Searching for twinning genes
It is common knowledge that in some families more twins are born than in other families. Our previous research has shown that heritability plays a role in the dizygotic twin pregnancy. The big question is which gene or genes are responsible.
These genes could be involved in the regulation of hormones (sex hormones such as the luteinizing hormone (LH) and the follicle stimulating hormone (FSH)). These hormones ensure the maturation of an ovary follicle and the release of a follicle so it can be fertilized. When there is too much FSH in the blood, this could result in the simultaneous maturation of more than one ovary follicle. At ovulation more than one follicle will be released and when two of these are fertilised, this results in a dizygotic twin pregnancy.
In collaboration with the Queensland Institute of Medical Research, we examined the genes responsible for the occurrence of a dizygotic twin pregnancy. In the Netherlands and in Australia we asked sisters who both were mother of a dizygotic twin to participate in the study, since they may be carriers of the gene or genes that we are searching for. Daughters may inherit this gene from their mother but also from their father. We therefore also studied the genes of the parents of these sister pairs (the grandparents of the twins). Though we found some evidence for the involvement of the FSH gene, that was supported also by further study in a USA sample, it was clear that we needed far larger numbers to draw definite conclusions about the genes involved in the dizygotic twin pregnancy.
To this purpose the TWINNING consortium was recently set up.

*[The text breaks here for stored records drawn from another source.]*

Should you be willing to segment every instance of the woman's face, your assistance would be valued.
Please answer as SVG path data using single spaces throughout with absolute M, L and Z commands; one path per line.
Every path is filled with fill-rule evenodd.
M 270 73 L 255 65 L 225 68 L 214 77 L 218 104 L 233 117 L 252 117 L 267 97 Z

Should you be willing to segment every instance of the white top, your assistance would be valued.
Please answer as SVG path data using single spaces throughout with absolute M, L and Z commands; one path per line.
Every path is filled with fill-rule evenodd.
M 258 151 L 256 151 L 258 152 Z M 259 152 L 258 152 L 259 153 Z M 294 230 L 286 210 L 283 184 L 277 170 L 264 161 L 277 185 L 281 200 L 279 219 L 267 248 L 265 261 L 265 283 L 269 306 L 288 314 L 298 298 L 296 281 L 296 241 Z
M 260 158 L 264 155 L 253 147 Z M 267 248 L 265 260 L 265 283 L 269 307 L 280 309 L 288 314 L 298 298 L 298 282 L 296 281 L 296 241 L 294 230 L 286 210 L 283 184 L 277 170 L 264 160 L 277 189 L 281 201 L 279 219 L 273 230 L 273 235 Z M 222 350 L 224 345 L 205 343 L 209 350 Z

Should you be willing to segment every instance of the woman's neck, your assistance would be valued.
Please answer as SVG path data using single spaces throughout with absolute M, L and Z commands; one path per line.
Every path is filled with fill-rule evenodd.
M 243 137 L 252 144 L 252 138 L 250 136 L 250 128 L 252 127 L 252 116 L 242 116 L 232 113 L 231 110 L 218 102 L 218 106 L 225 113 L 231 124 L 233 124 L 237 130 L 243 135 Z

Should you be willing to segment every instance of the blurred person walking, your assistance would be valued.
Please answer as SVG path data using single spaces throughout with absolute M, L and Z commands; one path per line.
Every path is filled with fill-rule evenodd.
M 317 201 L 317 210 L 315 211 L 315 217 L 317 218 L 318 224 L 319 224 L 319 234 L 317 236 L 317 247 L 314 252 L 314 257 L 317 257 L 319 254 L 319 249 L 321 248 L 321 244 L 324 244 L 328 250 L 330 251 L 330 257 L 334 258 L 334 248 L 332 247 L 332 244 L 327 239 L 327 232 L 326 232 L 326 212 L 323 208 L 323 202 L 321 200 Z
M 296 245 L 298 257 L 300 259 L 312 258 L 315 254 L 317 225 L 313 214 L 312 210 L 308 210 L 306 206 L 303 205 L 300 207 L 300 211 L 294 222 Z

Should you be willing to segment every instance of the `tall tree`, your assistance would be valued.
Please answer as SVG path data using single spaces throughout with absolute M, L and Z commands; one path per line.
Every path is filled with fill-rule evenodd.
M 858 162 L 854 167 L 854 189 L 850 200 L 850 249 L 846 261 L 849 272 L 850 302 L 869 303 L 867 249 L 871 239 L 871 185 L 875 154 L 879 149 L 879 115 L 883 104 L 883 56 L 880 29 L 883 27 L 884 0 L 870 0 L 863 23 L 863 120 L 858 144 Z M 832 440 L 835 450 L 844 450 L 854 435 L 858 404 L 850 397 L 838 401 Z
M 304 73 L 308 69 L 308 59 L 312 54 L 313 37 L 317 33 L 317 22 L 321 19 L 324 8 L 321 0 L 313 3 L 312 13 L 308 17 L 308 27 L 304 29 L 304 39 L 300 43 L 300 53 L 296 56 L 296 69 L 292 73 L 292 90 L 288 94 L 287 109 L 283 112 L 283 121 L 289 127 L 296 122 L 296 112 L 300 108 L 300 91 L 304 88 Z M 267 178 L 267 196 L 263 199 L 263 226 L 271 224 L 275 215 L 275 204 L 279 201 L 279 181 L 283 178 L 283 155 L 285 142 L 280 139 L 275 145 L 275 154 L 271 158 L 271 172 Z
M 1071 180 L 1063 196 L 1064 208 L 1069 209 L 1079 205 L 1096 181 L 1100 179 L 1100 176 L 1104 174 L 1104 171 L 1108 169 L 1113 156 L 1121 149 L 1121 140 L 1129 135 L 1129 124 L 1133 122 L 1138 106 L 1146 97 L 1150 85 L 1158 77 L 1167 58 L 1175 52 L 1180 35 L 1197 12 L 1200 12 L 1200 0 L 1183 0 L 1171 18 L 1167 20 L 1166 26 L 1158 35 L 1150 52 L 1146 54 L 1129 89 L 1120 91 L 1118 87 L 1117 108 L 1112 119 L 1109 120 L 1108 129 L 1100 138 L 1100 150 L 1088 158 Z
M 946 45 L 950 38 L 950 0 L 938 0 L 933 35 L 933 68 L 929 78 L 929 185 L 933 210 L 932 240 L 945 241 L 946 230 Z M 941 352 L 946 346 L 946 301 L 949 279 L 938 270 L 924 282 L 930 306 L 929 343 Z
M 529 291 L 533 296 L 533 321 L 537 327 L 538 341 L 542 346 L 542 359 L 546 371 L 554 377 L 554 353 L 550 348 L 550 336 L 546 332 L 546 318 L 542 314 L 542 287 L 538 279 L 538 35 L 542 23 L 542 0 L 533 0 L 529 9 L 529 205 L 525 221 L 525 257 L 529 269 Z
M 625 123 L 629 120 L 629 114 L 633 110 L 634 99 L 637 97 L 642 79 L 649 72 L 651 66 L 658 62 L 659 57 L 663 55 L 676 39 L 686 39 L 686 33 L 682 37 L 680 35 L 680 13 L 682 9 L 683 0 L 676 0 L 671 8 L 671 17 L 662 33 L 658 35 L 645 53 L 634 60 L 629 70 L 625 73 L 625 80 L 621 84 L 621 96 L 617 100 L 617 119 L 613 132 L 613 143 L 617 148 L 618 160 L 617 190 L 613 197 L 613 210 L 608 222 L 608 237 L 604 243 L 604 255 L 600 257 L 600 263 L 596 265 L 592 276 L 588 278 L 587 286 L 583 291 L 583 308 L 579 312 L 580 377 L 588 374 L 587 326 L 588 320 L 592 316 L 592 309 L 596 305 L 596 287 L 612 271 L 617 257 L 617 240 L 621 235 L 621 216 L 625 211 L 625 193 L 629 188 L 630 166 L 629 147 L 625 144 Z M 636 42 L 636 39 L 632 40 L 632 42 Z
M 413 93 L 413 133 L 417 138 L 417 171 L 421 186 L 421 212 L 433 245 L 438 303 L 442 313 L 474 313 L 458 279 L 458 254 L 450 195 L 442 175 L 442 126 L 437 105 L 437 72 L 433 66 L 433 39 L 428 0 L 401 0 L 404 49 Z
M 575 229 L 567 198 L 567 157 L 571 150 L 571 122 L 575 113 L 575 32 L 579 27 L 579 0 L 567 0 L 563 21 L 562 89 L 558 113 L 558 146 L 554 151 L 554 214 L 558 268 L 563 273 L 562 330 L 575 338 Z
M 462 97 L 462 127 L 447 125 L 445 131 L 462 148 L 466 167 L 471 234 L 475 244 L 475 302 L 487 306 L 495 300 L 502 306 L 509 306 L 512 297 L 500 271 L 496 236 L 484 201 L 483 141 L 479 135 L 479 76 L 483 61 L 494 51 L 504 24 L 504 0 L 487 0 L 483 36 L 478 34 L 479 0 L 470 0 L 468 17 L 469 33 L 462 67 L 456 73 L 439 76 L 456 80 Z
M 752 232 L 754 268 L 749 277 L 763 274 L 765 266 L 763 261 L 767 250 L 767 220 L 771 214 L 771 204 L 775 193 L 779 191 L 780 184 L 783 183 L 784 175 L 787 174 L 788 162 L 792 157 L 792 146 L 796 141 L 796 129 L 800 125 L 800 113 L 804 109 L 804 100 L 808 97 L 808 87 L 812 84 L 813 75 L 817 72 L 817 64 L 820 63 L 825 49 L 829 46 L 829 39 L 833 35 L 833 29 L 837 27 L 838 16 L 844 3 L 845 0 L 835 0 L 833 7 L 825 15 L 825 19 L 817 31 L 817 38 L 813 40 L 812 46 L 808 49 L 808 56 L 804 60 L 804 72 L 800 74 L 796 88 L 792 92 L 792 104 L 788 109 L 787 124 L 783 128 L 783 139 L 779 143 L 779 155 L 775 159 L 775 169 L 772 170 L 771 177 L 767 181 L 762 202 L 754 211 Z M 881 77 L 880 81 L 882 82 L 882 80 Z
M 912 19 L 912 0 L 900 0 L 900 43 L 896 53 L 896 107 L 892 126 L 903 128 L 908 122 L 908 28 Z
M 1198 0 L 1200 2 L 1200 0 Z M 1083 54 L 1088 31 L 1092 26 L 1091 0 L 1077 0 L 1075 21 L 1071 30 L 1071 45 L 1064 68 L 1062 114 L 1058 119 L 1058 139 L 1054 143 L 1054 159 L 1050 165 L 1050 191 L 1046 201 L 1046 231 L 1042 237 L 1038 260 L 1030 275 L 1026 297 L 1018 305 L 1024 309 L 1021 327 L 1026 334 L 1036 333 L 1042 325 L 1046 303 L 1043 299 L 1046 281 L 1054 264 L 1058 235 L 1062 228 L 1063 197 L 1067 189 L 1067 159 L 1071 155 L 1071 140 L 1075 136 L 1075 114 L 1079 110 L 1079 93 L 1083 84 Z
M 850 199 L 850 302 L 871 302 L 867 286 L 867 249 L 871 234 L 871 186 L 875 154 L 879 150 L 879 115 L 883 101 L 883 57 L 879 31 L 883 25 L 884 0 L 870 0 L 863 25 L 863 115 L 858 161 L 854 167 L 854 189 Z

Combining whole genome association data from twin registers from all over the world, a large-scale effort is ongoing to finally identify the genes involved. Results are expected in the near future.
More on the Twinning GWAS consortium
The Twinning Gwas Consortium (TGC) is a highly collaborative international consortium set up to characterize the genetic basis of twinning in humans. We have collected over 35,000 individuals of European ancestry from six large twin registries collected in the World (Netherlands, Australia, USA, UK, Finland. Sweden). Our approach was aimed at conducting a meta-analyses of genome-wide association studies to identify genetic polymorphisms associated with Twinning, defined as the birth of multiple babies at once. Knowledge of these genes will identify key mechanisms controlling ovarian function and provide a greater understanding of female fertility and infertility, the most common reproductive disorder. Major advances have been made in the treatment of infertility, but it is clear that important issues remain. While assisted reproductive technologies (ART) are successful in generating pregnancies, it has resulted in a major increase in twinning frequencies. On average, 25% of in vitro fertilization (IVF) pregnancies result in twins and the figure can be as high as 40-50% with associated risks to both mother and infants. Recent reports highlight the adverse outcomes for twin pregnancies following ART and the high costs to the health care system. This project will address two forms of twinning: Dizygotic (DZ) twinning and Monozygotic (MZ) twinning.
Dizygotic are twins which result from the fertilization of 2 different eggs with 2 different sperms. DZ twins are known also as fraternal twins. Early association studies of DZ twinning were with obvious candidate genes, including those for peptide hormones known to be involved in reproduction (FSHB, FSHR, LHB, inhibins, GNRH and FST) as well as less obvious ones including the fragile-X syndrome gene FRAXA, PPARG and MTHFR. As with candidate gene studies in most other complex traits, results have been mixed and only few replicable associations have been found. Many of these studies were also statistically underpowered given current ideas of gene effect sizes. It is now clearly necessary to take a more global approach to this problem, using genome wide association with a very large population to obtain adequate statistical power.
Monozygotic twins result from the fertilization of one egg and one sperm. The fertilized embryo then splits within days after fertilization resulting in two individuals which usually share the same chromosomes. Monozygotic twins are also known as identical or maternal twins. There is no clear evidence yet for the implication of hereditary factors in a genetic contribution to having monozygotic twins. However, in some rare cases MZ twinning seems to be segregating in families. And although this is likely a rare allele with substantial effect Mendelian trait, given the enrichment that twin studies have in their data for MZ twins as well as DZ twins this might be the right sample to look for these specific mutations.